I suggest that testing is a natural phenomena of relationship.  For we are at least two coming together in some sort of bond to be known by the other.  I must be discovered as well as make discoveries.  I must know and be known.  And finding out who I am will be the result of a test… .many tests.

I would also suggest that very few of us are prepared for testing in relationship.  Typically, we are prepared for a number of other things.  Perhaps gratification and pleasure.  Perhaps even sacrifice and mercy.  But testing gets very raw and personal.  And it offers us little, if any, immediate reward.  No, instead we are usually left feeling very exposed and shocked by our internal discoveries of self.  We didn’t know we were this way!

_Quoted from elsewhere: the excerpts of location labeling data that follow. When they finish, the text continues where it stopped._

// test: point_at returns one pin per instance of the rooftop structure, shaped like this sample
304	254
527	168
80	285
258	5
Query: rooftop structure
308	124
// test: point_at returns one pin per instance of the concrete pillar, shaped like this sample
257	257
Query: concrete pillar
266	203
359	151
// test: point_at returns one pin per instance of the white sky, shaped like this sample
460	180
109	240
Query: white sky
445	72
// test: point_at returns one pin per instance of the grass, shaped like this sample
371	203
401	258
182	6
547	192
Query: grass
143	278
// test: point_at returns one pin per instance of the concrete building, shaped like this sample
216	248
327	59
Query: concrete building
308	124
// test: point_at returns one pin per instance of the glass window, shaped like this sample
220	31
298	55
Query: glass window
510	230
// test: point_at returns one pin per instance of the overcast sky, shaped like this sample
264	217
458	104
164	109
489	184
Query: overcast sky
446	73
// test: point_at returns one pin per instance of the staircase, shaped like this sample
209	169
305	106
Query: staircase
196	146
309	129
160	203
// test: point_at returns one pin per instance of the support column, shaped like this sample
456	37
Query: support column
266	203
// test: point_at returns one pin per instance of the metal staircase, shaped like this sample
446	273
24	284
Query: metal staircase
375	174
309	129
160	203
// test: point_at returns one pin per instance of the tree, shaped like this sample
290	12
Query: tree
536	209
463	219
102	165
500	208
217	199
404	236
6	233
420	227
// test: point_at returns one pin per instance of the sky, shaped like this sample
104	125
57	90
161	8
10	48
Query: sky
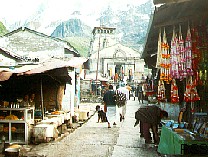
19	10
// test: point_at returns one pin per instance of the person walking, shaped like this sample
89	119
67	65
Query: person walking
110	106
140	92
122	109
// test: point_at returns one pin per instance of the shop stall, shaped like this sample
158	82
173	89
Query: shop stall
177	51
16	124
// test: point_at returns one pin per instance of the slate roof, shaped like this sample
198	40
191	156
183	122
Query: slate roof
172	13
25	40
121	50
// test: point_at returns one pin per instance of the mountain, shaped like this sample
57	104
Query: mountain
131	23
3	29
72	28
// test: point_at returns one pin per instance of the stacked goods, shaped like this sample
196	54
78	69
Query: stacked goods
55	113
11	117
120	99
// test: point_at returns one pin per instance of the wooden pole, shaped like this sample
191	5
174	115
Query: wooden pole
98	58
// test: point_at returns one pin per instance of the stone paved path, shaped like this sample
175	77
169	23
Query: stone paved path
94	139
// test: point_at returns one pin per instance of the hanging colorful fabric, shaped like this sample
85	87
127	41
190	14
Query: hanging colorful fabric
182	62
191	94
174	92
174	59
188	53
161	91
165	60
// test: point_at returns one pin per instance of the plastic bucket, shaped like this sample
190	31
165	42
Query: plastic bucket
12	152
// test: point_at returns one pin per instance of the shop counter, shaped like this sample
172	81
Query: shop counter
180	143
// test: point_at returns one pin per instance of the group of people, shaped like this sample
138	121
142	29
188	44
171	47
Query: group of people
148	116
114	112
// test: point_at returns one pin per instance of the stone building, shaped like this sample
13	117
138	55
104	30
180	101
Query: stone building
113	60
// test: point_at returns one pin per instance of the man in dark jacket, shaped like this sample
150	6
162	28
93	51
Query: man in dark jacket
149	116
109	101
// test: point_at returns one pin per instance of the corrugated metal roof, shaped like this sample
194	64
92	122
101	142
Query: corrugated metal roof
47	65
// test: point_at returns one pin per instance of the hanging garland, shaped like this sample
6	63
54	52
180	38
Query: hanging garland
161	91
174	92
174	60
188	53
165	60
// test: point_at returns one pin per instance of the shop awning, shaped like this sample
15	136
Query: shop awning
74	62
50	64
92	76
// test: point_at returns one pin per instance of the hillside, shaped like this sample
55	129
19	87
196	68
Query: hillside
81	44
3	29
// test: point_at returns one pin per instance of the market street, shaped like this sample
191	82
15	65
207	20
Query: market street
96	139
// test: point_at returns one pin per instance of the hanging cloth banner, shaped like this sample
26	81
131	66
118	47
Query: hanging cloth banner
174	92
159	53
165	60
174	56
188	53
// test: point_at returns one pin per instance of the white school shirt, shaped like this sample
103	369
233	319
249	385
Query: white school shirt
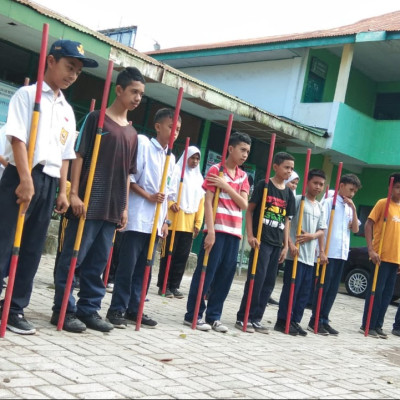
56	129
150	166
339	243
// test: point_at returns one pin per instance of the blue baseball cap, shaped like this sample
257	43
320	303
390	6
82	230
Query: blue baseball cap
69	48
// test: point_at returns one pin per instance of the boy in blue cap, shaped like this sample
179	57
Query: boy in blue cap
36	191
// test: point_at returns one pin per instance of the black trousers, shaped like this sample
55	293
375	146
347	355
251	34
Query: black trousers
37	220
180	254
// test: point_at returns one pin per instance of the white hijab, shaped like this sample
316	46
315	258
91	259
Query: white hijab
192	191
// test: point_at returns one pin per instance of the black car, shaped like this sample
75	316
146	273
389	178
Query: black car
358	270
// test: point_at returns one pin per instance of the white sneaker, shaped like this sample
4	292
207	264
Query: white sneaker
201	325
218	327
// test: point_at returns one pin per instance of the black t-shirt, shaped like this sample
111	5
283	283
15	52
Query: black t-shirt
280	204
116	160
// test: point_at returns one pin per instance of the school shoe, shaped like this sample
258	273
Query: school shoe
95	322
380	333
147	322
260	328
249	327
218	327
177	294
71	322
371	332
168	293
280	326
298	328
330	330
18	324
116	318
201	324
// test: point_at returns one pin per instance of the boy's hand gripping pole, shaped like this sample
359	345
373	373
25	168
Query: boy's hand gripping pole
376	271
86	199
296	257
175	220
328	239
215	205
259	231
150	252
31	150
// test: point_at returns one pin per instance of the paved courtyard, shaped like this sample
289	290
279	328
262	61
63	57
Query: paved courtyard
174	361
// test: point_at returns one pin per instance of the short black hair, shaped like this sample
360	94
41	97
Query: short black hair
396	176
316	172
238	137
129	74
352	179
282	156
163	113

Until I enter relationship, I may believe myself to be rather kind.  But then comes relational encounters where kindness is required beyond what has ever been required of me before… .and I fail.  Alone, I was a kind person.  But in this relationship, I was tested by the need for me to be kind, and it has been found that I am not so kind as I presumed myself to be.  Therefore, it is possible, that I am not kind.  My context for kindness used to be myself.  Now my context is relating to another person.  This is just an example.  But it works for any virtue we suppose ourselves to possess.  

Therefore, relationship has great value.  Allowing another to require me to provide day to day proof of my character and commitment causes me to know where I really stand in virtue.  Am I the person I believe myself to be?  I am not in relationships merely for the company… .I am in relationships so that I may be known as I truly am.  And this knowledge comes as the result of  testing.  Only the tested know who they are…

“Iron sharpens iron and one man sharpens another,” Proverbs 27:17.  “Prove me, O Lord, and try me; test my heart and my mind,” Psalm 26:2.